Spatial Frames

Project Proposal, by Zach Tomaszewski

for LING 640G, Fall 2002, taught by Dr. Ben Bergen

Space is the foundation of a number of prevalent conceptual metaphors. Many of these are very basic: HAPPY IS UP, LONG PURPOSEFUL EVENTS ARE JOURNEYS, and the Event Structure metaphor, in which time is understood through spatial terms. Motion, which is distance traveled over time (both understood in terms of space), is also part of a number of metaphors and frames, such as the source-path-goal frame. Obviously, our conception of space has a broad and profound impact on our understanding of a number of different realms.

Yet what is this space conception? What elements does it contain that are mapped through conceptual metaphors? How are those elements structured? Are there different senses of space?

I suspect that space is a frame. To determine the nature of this frame, I plan to look at a long list of English spatial-relation words, such as above, front, up, on, inside, etc. I will consider both my native-speaker intuition of these words and a formal dictionary definition. I believe certain organizational patterns will emerge that will represent spatial "sub-frames", such as those involving the relative position of two objects, movement of an observer, and sides of an object.

I will compare these "sub-frame" structures with those found by other cognitive linguistic explorations of space.

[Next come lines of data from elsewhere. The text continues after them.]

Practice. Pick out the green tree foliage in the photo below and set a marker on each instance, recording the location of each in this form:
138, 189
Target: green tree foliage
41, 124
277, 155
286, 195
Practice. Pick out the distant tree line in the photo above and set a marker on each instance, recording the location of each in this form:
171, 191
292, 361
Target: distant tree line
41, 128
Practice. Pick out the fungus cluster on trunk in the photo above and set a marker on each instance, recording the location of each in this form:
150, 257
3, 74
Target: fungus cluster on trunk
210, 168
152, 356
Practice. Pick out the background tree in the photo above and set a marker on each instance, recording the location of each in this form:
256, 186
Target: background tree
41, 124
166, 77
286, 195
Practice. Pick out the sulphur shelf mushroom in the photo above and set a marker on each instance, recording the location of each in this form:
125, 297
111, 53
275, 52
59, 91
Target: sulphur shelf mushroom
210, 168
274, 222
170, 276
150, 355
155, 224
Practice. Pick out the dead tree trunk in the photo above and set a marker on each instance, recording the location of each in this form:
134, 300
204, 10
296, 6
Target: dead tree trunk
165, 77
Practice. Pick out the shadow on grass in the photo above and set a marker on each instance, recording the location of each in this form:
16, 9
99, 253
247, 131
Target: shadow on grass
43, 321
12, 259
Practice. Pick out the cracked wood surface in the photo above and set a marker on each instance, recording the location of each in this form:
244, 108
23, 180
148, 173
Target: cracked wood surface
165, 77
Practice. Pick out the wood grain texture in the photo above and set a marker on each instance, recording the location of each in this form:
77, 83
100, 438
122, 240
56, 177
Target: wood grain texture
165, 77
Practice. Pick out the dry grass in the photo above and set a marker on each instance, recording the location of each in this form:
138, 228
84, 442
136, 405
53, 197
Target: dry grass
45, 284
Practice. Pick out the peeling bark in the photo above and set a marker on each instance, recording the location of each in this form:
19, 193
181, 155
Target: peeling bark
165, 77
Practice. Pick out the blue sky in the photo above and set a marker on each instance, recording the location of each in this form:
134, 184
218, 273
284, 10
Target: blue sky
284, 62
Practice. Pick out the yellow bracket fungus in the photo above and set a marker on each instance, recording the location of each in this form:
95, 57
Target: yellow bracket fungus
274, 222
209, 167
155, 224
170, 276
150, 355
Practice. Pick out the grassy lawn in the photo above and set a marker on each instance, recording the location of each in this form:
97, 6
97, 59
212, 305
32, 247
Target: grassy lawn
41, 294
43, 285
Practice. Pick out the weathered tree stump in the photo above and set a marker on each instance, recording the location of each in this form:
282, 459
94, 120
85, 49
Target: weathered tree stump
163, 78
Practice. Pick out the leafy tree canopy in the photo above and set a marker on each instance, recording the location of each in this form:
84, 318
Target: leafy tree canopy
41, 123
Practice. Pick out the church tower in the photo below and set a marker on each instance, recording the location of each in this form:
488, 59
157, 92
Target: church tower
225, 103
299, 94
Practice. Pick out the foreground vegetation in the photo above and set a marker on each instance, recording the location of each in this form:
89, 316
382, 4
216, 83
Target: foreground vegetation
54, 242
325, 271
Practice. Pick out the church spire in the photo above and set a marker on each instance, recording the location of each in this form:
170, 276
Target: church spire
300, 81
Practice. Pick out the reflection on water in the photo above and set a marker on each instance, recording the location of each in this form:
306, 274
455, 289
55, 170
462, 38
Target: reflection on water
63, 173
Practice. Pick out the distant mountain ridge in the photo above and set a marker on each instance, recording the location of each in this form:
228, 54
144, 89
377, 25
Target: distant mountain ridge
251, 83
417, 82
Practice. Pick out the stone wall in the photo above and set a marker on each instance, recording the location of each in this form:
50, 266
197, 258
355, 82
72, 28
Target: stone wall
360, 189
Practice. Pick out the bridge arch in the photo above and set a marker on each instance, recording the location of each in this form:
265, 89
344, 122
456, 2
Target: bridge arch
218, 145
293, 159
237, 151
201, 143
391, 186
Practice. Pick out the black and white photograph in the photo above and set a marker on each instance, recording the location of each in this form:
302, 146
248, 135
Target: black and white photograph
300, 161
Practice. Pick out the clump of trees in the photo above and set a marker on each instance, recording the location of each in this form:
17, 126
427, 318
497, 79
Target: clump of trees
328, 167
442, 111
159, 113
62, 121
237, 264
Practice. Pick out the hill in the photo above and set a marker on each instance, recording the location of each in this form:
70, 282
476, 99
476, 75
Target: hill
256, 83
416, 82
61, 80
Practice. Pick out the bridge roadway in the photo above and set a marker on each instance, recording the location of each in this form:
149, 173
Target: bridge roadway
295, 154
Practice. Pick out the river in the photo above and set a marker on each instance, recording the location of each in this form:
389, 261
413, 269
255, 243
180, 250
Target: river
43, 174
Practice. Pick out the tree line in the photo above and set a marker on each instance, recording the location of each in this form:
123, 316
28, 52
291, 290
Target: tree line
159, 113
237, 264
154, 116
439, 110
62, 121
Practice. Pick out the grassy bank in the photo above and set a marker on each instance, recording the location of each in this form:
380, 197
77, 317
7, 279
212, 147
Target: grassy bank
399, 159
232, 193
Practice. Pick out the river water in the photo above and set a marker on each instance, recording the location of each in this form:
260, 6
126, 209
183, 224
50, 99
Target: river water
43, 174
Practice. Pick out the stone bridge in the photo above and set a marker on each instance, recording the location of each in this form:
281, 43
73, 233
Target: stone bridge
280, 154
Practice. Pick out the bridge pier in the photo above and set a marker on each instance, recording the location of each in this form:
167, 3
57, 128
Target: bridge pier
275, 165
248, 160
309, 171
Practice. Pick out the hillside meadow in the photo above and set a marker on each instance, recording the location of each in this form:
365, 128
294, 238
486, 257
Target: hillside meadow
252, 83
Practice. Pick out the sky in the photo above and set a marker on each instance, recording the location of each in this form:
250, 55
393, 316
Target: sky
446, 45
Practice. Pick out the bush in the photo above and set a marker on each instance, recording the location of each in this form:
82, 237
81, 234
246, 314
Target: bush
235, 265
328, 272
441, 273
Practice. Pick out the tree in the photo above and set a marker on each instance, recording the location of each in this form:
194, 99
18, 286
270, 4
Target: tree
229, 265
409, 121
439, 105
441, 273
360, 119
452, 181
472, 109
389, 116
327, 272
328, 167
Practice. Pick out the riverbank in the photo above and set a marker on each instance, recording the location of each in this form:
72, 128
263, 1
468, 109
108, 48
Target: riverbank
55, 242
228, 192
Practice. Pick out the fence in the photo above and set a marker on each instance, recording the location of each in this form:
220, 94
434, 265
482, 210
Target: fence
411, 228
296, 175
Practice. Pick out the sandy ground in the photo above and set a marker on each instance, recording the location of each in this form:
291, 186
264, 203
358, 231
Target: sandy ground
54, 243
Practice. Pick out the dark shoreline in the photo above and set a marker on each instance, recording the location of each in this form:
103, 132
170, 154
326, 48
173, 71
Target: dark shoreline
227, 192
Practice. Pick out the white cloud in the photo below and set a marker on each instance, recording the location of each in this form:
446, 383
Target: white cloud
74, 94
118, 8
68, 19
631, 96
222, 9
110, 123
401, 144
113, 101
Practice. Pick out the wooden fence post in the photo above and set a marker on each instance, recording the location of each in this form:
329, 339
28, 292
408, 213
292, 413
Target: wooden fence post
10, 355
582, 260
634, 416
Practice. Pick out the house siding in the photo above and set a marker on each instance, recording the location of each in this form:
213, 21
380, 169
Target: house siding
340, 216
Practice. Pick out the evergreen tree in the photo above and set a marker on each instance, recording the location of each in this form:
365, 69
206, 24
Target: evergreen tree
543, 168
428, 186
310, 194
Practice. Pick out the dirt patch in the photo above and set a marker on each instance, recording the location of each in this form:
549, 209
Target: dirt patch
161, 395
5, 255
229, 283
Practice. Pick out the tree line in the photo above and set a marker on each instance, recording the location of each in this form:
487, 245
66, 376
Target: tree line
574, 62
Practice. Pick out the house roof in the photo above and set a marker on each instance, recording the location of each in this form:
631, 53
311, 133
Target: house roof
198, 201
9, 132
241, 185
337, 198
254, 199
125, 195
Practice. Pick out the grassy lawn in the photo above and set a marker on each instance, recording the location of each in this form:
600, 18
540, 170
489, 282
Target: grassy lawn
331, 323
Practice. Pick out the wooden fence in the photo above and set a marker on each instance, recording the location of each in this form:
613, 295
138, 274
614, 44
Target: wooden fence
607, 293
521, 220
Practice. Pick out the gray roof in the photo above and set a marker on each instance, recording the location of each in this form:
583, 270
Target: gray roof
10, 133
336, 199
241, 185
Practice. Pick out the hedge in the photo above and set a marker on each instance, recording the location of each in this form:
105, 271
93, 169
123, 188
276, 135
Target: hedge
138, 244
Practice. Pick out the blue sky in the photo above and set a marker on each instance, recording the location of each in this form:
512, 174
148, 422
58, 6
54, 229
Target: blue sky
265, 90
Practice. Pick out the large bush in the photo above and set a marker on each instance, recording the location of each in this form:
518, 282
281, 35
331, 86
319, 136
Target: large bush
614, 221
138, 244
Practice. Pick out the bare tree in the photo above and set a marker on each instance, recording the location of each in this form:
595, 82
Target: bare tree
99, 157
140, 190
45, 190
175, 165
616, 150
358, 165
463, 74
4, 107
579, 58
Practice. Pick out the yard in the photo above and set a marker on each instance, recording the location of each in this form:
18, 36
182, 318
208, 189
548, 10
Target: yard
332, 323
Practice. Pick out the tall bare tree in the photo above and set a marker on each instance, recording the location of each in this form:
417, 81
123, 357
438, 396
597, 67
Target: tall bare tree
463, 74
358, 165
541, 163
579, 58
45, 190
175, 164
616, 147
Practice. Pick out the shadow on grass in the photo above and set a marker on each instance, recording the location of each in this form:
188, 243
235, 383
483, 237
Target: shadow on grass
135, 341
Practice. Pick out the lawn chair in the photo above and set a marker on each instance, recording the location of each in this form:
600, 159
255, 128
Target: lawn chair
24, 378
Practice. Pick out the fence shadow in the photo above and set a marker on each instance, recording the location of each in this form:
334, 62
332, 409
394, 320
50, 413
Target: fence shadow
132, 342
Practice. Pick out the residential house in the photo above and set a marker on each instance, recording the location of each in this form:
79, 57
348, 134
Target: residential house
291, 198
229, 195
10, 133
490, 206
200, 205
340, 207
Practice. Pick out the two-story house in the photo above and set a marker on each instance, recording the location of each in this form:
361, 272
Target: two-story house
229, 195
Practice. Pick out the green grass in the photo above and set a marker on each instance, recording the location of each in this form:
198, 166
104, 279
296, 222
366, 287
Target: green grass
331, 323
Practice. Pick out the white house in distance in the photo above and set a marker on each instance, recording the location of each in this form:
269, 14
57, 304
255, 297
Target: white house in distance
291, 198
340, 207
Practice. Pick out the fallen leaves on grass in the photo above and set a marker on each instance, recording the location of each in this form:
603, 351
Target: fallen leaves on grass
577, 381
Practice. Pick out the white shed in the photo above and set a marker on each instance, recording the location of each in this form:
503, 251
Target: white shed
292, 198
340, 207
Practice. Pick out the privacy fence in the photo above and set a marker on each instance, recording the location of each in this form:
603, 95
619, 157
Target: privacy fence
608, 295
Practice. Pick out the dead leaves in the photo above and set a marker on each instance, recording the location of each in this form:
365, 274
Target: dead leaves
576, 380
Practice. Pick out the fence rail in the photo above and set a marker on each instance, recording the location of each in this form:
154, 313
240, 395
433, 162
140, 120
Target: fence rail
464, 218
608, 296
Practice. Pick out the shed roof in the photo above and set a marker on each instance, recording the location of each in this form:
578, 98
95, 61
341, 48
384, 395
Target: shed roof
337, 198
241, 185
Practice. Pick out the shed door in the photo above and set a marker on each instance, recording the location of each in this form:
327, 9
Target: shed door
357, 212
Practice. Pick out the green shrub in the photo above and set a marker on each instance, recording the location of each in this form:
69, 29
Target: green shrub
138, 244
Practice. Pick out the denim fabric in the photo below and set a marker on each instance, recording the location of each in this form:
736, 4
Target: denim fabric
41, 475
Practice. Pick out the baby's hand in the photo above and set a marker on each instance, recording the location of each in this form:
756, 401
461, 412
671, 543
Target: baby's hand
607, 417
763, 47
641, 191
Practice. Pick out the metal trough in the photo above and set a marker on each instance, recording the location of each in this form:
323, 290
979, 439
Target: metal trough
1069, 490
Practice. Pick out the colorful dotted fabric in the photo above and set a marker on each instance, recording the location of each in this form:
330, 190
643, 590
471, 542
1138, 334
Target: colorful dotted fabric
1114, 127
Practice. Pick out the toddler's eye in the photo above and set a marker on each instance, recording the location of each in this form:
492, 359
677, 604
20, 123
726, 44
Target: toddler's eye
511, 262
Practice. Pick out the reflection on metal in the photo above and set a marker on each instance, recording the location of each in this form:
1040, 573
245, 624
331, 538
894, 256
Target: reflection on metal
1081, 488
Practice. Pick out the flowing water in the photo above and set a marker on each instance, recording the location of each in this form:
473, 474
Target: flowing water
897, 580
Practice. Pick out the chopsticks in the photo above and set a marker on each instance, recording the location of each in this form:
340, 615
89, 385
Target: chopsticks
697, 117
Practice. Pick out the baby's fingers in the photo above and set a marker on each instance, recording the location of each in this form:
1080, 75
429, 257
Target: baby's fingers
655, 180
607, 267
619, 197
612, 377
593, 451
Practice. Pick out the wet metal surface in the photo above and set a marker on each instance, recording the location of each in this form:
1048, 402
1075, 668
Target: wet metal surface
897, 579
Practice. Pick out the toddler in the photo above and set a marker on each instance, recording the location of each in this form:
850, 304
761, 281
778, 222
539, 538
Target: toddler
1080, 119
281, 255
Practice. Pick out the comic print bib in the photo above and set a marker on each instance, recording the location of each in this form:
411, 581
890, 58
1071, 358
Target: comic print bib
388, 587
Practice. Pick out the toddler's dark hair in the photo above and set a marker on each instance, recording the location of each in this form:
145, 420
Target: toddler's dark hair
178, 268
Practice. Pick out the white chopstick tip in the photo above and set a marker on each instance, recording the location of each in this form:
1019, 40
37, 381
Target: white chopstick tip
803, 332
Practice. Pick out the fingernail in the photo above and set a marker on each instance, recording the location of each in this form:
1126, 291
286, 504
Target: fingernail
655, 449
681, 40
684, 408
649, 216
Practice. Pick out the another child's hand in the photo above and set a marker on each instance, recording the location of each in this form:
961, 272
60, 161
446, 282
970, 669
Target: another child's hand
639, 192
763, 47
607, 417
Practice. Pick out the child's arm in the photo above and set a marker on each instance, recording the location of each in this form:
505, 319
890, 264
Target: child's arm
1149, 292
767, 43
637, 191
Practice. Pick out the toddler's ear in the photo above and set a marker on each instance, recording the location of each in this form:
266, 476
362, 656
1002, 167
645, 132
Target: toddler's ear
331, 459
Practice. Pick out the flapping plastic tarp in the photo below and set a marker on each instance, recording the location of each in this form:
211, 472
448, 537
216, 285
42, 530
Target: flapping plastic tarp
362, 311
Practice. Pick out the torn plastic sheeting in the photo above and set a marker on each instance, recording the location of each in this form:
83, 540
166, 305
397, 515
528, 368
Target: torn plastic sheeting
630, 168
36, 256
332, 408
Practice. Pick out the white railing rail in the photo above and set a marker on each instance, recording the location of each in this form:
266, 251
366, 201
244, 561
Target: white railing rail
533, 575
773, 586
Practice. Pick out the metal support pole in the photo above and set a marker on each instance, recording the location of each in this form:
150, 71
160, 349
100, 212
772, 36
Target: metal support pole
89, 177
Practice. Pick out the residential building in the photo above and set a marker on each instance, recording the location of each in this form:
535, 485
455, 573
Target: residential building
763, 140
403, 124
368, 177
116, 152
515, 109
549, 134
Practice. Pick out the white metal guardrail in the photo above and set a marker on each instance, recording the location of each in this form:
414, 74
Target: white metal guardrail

I know that different languages have words with different spatial meanings that do not map between languages, but I hope that the "sub-frames" may still map. However, my focus will be on English. Hopefully our independently-generated models of these frames will coincide.

If time permits, I would also like to do a few brief interviews of native-speakers to see if their intuitions match my own.

So, through this process of introspection, literature review, and possible native-speaker interviews, I'll have generated a model of the different "sub-frames" of space, which includes the relevant words, mappable elements, and assumptions.

I will then ponder what ramifications these "sub-frames" have for the use of space in conceptual metaphor. What is the relationship between the frames, if any? Is there really a salient difference between these "sub-frames" when it comes to choosing one to use in a metaphor? Can only parts of these frames map, or are they basic enough that they map in their entirety? Does awareness of these "sub-frames" aid us in any way in understanding spatially-grounded conceptual metaphors?